The measure reveals the nature and extent of poverty at different levels: from household up to regional, national and international levels. The multidimensional approach to assessing poverty has been adapted for national use in Mexico, and is now being considered by Chile and Colombia.

“The MPI is like a high resolution lens which reveals a vivid spectrum of challenges facing the poorest households,” said OPHI Director Sabina Alkire, who created the MPI with James Foster of George Washington University.

The UNDP Human Development Report Office is joining forces with OPHI to promote international discussions on the practical applicability of this multidimensional approach to measuring poverty.

“We are featuring the Multidimensional Poverty Index in the 20th anniversary edition of the Human Development Report this year because we consider it a highly innovative approach to quantifying acute poverty,” Jeni Klugman, Director of the UNDP Human Development Report Office and the principal author of this year’s report, said.

“The MPI provides a fuller measure of poverty than the traditional dollar-a-day formulas. It is a valuable addition to the family of instruments we use to examine broader aspects of well-being, including UNDP’s Human Development Index and other measures of inequality across the population and between genders,” she added.

OPHI researchers analysed data from 104 countries with a combined population of 5.2 billion or 78 per cent of the world’s total. About 1.7 billion people in the countries covered – a third of their entire population – live in multidimensional poverty, according to the MPI. This exceeds the 1.3 billion people, in those same countries, estimated to live on $1.25 a day or less, the more commonly accepted measure of “extreme poverty.”

The MPI also captures distinct and broader aspects of poverty. For example, in Ethiopia 90 per cent of people are “MPI poor” compared to the 39 per cent who are classified as living in “extreme poverty” under income terms alone.

Conversely, 89 per cent of Tanzanians are extreme income-poor, compared to 65 per cent who are MPI poor. The MPI captures deprivations directly – in health and educational outcomes and key services, such as water, sanitation and electricity. In some countries these resources are provided free or at low cost; in others they are out of reach even for many working people with an income.

Half of the world’s poor as measured by the MPI live in South Asia (51 per cent or 844 million people) and one quarter in Africa (28 per cent or 458 million).

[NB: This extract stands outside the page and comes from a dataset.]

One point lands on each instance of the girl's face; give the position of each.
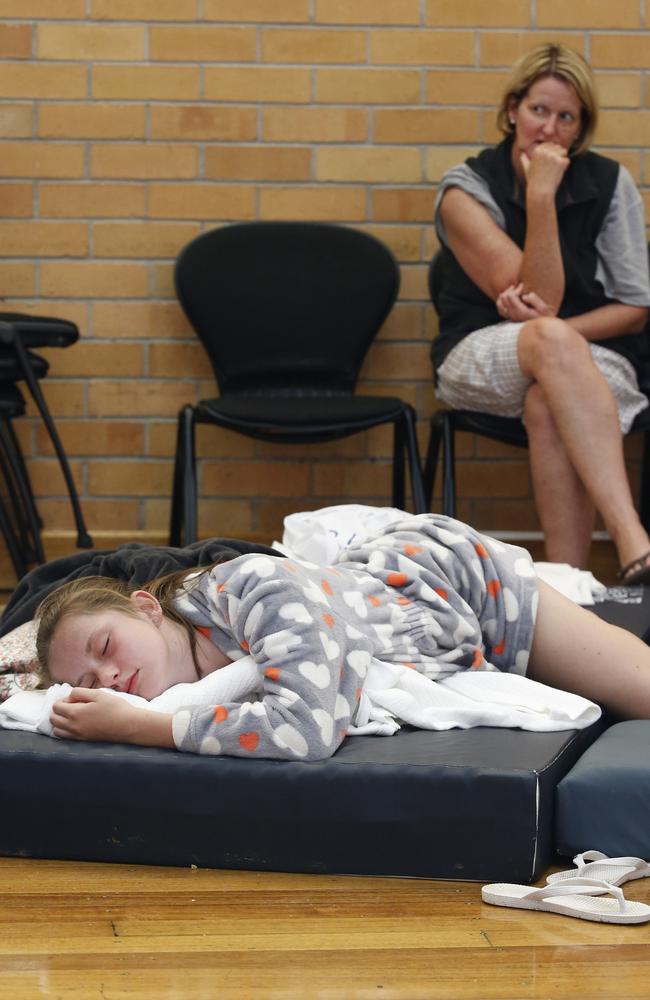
(549, 112)
(142, 654)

Niger has the greatest intensity and incidence of poverty in any country, with 93 per cent of the population classified as poor in MPI terms.

Even in countries with strong economic growth in recent years, the MPI analysis reveals the persistence of acute poverty.

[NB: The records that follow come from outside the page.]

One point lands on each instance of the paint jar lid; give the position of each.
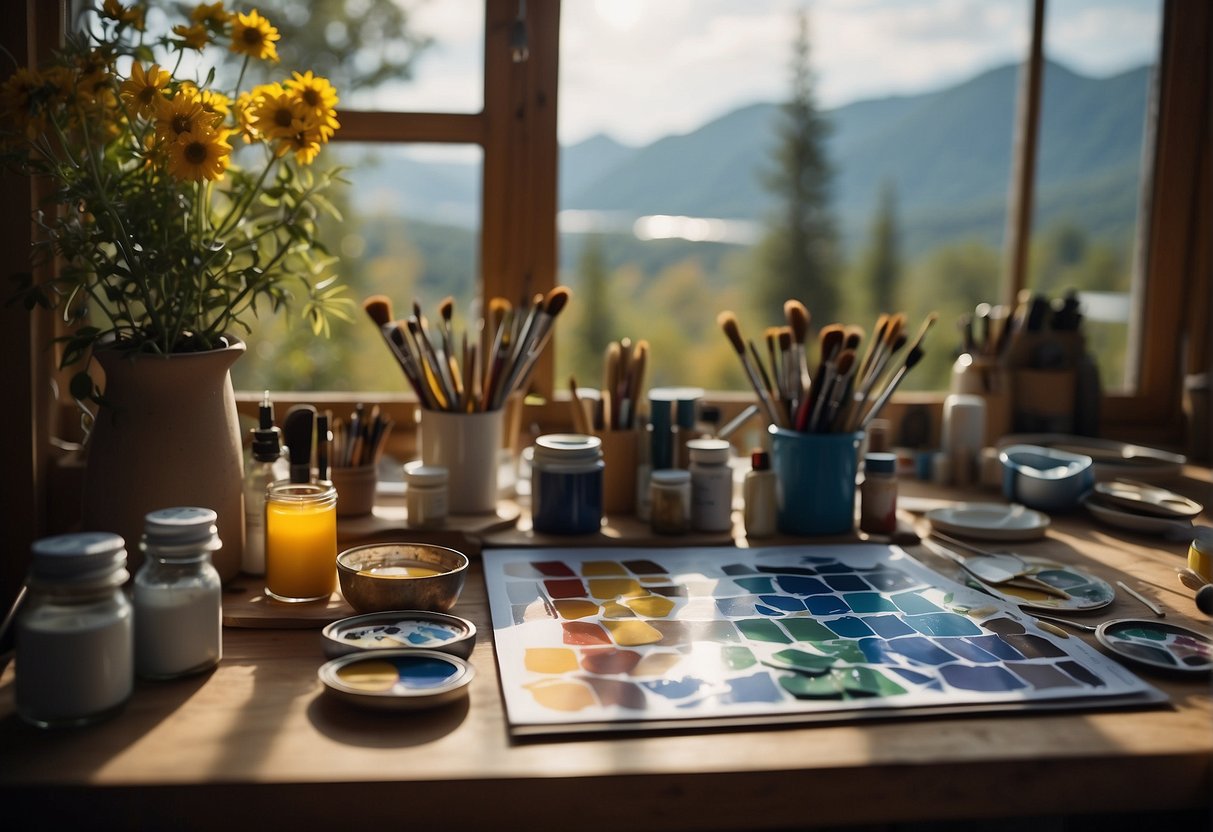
(420, 474)
(881, 463)
(670, 477)
(79, 557)
(708, 450)
(182, 531)
(565, 448)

India is a major case in point. There are more MPI poor people in eight Indian states alone (421 million in Bihar, Chhattisgarh, Jharkhand, Madhya Pradesh, Orissa, Rajasthan, Uttar Pradesh, and West Bengal) than in the 26 poorest African countries combined (410 million).

The MPI also reveals great variations within countries: Nairobi has the same level of MPI poverty as the Dominican Republic, whereas Kenya’s rural northeast is poorer in MPI terms than Niger.

The recently released 2010 UN Millennium Development Goals Report stressed that the MDGs – the eight poverty eradication and social development targets which countries have committed to try to achieve by 2015 – will be fully realized only by addressing the needs of those most disadvantaged by geography, age, gender or ethnicity, OPHI researchers point out.

“Our measure identifies the most vulnerable households and groups and enables us to understand exactly which deprivations afflict their lives,” said Ms. Alkire. “The new measure can help governments and development agencies wishing to target aid more effectively to those specific communities,” she added.